AE working principle

Fig. 2

Definition of AE features: a rise time, peak amplitude, duration, b energy, c counts

AE features are sensitive to several stages and characteristics of damage in metal such as crack formation/initiation, stable and accelerated crack propagation, brittle fracture, plastic yielding, and twinning and change in fracture mode [4,5,6,7,8,9,10,11,12]. For example, crack formation in Incoloy 901 has been proven in [5, 6] to be accompanied by a very low count rate. Sinclair et al. [7] showed in a fracture toughness test of a wide range of steels (AISI 1060, AISI 1080, SA333 and AISI 304LN) that crack initiation in brittle and ductile material can be correlated with an increase in count and energy.

Peak amplitude exhibits a significant increase due to crack initiation in both brittle and ductile materials. Cumulative count in Incoloy 901 and Q345 steel has been shown in [5, 6, 8, 9] to increase steadily during stable crack propagation and rapidly during accelerated crack propagation. Shi et al. [10] showed that the cleavage fractures in R260 steel are correlated with a significant increase in cumulative energy. It has been shown in [11] that damage sources in AZ31 magnesium alloy (i.e., cleavage facture, twinning, yielding at plastic zone, crack extension and the tear of ligament between micro-cracks and micro-voids) can be distinguished by rise time and peak amplitude observation. Fracture mode changes (i.e., tensile to shear) in Q345 are accompanied by a noticeable increase in rise time and peak amplitude [9]. Fracture mode changes in aluminum (AA 7075) have been shown to have a noticeable increase in duration, rise time and RA value [12]. Robert et al. [13] demonstrated a quantitative approach to estimate crack length based on the count rate of the signals. Despite the reported success of AE, damage identification is still challenging. This is because the current method of analysis for AE monitoring is based on the traditional AE features. AE features are representative of the damage source, and many traditional AE features depend on the user-defined acquisition settings (i.e., threshold and timing). AE features calculated due to inaccurate user-defined acquisition settings will be misleading and can make damage detection difficult. Also, several noise sources may be present during AE data collection, e.g., noise from the loading train, which may mask the signal generated from the primary AE source.

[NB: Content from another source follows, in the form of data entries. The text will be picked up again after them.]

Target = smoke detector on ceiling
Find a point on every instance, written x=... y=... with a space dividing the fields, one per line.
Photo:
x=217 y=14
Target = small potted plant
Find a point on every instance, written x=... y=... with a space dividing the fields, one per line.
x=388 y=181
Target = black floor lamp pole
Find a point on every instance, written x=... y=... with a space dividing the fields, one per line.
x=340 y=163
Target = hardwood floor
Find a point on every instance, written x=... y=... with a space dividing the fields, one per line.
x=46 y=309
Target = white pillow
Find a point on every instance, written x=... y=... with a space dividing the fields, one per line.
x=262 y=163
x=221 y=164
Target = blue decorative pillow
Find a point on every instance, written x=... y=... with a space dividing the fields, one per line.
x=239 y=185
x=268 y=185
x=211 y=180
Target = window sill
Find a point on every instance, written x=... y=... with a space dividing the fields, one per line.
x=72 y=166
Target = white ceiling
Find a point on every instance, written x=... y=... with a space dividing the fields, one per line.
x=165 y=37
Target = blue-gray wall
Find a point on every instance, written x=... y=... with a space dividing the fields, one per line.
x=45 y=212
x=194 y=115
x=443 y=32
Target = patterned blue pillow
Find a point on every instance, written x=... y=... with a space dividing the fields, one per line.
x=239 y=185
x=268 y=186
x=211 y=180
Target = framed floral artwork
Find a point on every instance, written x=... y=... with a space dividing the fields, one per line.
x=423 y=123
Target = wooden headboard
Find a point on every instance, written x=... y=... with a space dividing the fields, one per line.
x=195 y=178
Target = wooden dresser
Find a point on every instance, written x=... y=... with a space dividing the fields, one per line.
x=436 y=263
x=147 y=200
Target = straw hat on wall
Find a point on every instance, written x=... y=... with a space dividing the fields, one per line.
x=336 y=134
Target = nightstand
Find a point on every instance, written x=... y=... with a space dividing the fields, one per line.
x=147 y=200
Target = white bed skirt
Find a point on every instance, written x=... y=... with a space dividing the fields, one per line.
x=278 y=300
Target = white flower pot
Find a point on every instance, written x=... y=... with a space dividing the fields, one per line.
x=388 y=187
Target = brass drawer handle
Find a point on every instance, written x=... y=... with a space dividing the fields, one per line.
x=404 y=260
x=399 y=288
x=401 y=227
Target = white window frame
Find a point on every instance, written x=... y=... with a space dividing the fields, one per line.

The aim of this research is to improve the state-of-the-art AE monitoring technique for SHM application. The improved technique is based on a new AE feature to identify damages. It is based on the measure of randomness of the waveform which is calculated using Renyi’s entropy. The new feature is based on the fact that the discrete amplitude values of each waveform will have a unique probability distribution and level of randomness. A spreadsheet of a digital waveform shows all the discrete amplitude values including the ones which are well below the threshold. The number of digital values in a transient waveform depends on its page length (e.g., 2500 µs) and sampling frequency. In fixed page length settings (FPLS), discrete amplitude values are not strongly dependent on the threshold and timing settings. For example, a burst signal sampled with different settings (e.g., threshold and timing) with a given FPLS (e.g., 2500 µs) will have an almost identical waveform and probability distribution. The little difference between them as a result of different thresholds can be explained by the difference in pre-trigger samples. Renyi’s entropy computation takes into account all the discrete amplitude values in a waveform (even below threshold). As a result, provided a FPLS is used, it will not be significantly affected by threshold and timing settings. The threshold and timing independence of Renyi’s entropy is unlike many AE traditional features. If implemented in AE data acquisition systems, it may improve damage identification. Moreover, computation of entropy uses more information of the waveform than the traditional AE features. The effectiveness of the proposed idea is validated by computing Renyi’s entropy of AE signals recorded in 316L stainless steel during fatigue tests and compared with the traditional AE features. Prior to the analysis, AE data is filtered in order to remove unwanted noise. The material behavior (i.e., plastic zone) is correlated with AE activity by using the digital image correlation (DIC) simultaneously with AE monitoring.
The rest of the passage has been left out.